I turn back to the lock. Great. The substance has leaked out the front, done solidifying. I pull out my pocket knife to dig it out. "I'm trying to formulate a solution that, when mixed with this catalyst"—I point at a tube filled with liquid—"will solidify quickly and abruptly enough to bust a lock."

"So," she says, "you're breaking locks with liquid. Got it."
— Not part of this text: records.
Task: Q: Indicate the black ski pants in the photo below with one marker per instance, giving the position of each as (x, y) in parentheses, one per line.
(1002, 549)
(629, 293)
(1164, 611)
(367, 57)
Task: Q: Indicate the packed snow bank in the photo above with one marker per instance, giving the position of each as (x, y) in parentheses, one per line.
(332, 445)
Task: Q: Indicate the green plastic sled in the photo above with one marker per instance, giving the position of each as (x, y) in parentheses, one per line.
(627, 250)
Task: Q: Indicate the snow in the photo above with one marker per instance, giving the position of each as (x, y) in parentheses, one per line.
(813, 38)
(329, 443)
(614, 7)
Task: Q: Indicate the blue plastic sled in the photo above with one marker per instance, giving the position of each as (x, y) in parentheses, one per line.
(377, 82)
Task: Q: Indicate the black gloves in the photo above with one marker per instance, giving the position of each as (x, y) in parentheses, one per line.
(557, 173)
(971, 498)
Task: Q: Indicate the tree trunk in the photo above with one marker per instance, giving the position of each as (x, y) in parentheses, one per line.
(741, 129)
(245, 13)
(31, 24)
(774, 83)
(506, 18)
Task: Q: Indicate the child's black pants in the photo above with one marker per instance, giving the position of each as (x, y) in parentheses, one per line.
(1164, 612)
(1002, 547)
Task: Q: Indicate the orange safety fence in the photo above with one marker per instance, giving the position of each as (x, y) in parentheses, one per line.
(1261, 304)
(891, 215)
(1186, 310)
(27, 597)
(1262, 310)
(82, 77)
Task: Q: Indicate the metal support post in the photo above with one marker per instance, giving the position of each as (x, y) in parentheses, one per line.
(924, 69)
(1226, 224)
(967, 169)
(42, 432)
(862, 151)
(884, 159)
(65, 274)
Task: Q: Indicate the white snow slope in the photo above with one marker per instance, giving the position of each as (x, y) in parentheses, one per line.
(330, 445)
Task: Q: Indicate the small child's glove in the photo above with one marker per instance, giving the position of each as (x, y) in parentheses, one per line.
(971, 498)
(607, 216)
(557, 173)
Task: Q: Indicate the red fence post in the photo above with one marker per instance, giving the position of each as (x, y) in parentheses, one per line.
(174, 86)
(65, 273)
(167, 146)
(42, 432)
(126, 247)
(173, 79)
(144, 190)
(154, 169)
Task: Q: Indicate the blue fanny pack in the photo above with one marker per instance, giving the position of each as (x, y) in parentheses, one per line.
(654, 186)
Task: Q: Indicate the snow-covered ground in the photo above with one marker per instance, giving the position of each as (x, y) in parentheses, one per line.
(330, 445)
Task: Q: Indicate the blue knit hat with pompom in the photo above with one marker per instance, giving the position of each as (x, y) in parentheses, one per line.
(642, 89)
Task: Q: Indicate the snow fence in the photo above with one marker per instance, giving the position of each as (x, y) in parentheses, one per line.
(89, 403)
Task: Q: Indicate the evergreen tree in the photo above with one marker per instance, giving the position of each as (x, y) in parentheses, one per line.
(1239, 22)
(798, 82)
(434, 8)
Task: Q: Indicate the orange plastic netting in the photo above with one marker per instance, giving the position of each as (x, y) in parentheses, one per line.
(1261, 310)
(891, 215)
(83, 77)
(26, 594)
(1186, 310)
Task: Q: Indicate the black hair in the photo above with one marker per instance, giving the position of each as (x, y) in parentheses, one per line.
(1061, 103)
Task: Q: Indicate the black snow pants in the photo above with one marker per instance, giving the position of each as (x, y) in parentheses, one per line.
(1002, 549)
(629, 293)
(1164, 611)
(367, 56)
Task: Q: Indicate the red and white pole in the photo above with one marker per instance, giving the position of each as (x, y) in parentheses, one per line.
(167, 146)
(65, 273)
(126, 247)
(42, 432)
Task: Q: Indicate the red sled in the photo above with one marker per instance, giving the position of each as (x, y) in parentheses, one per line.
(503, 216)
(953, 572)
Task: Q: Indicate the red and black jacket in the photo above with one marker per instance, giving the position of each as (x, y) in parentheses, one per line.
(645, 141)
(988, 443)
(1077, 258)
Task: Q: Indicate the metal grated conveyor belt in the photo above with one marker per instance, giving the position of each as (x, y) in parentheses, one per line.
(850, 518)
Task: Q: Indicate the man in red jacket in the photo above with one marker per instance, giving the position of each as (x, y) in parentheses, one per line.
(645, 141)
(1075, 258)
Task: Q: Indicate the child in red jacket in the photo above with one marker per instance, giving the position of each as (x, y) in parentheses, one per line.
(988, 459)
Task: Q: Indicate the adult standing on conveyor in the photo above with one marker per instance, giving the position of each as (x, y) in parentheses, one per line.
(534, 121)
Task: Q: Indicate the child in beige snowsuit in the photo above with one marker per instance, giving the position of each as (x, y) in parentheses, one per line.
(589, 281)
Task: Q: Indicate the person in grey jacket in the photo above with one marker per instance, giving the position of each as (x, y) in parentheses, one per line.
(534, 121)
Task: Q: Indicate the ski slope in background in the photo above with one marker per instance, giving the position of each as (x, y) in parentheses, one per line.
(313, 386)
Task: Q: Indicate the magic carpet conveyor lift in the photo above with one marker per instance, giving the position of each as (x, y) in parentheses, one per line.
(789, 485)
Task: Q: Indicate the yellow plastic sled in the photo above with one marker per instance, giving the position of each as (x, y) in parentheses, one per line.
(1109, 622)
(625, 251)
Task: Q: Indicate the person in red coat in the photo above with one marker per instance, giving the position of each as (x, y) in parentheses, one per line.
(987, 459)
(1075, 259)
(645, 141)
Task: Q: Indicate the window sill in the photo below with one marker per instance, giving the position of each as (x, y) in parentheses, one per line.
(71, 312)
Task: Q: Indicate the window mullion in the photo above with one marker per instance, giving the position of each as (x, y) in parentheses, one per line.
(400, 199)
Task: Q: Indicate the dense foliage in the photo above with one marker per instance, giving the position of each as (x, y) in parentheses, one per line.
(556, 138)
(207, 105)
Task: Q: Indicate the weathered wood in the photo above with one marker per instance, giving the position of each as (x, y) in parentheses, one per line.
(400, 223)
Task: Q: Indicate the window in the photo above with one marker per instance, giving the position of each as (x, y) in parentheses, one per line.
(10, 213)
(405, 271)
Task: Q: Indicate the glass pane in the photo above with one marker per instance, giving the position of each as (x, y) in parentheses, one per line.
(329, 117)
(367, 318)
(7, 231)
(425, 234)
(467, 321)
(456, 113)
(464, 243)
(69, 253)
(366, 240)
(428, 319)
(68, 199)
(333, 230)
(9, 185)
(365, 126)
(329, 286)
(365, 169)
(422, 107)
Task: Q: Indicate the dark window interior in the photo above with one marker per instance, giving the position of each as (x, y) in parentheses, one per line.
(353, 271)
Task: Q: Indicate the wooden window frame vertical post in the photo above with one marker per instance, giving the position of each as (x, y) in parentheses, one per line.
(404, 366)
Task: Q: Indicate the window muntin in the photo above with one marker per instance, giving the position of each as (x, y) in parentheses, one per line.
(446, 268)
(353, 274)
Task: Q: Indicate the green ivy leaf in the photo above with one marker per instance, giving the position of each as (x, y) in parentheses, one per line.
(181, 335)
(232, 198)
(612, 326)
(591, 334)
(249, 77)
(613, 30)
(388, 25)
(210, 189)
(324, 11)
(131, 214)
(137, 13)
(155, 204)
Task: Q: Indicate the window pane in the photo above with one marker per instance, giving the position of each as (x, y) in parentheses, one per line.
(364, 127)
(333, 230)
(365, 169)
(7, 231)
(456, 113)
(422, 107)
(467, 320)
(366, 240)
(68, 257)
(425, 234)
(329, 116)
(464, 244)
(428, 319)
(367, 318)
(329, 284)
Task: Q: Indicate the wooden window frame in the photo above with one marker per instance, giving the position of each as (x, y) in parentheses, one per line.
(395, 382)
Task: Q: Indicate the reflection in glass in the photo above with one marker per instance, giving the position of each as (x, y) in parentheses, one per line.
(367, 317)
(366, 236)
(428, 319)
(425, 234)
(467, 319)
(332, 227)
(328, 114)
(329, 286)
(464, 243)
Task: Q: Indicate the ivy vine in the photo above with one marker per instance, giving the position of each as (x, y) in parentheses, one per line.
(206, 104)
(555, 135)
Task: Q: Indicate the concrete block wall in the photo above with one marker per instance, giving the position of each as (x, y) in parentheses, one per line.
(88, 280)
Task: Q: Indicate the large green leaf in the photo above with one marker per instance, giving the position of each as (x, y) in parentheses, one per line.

I ignore her, and she giggles. I start prepping the materials for my next test. Thankfully, the only thing I couldn't get at Marcí's before we left was the catalyst, which I don't need much of. And the substance is working—just not fast enough. The whole process should be like the key copy hyped on caffeine.

"How does it work?" she asks.

I glance at her. Any explanation she could possibly understand would take far too long. "Why are you even up?"

She shrugs. "I sort of thought the only other person wide awake would be more understanding."

My jaw tightens. "Stop distracting me. I've got work to do."

She sticks out her tongue and flounces away. I shake my head, still mixing. I'm good with bombs; I know something unstable when I see it. I don't want to be anywhere near her when she explodes.

Finished prepping the next test, I pour my mixture into the lock.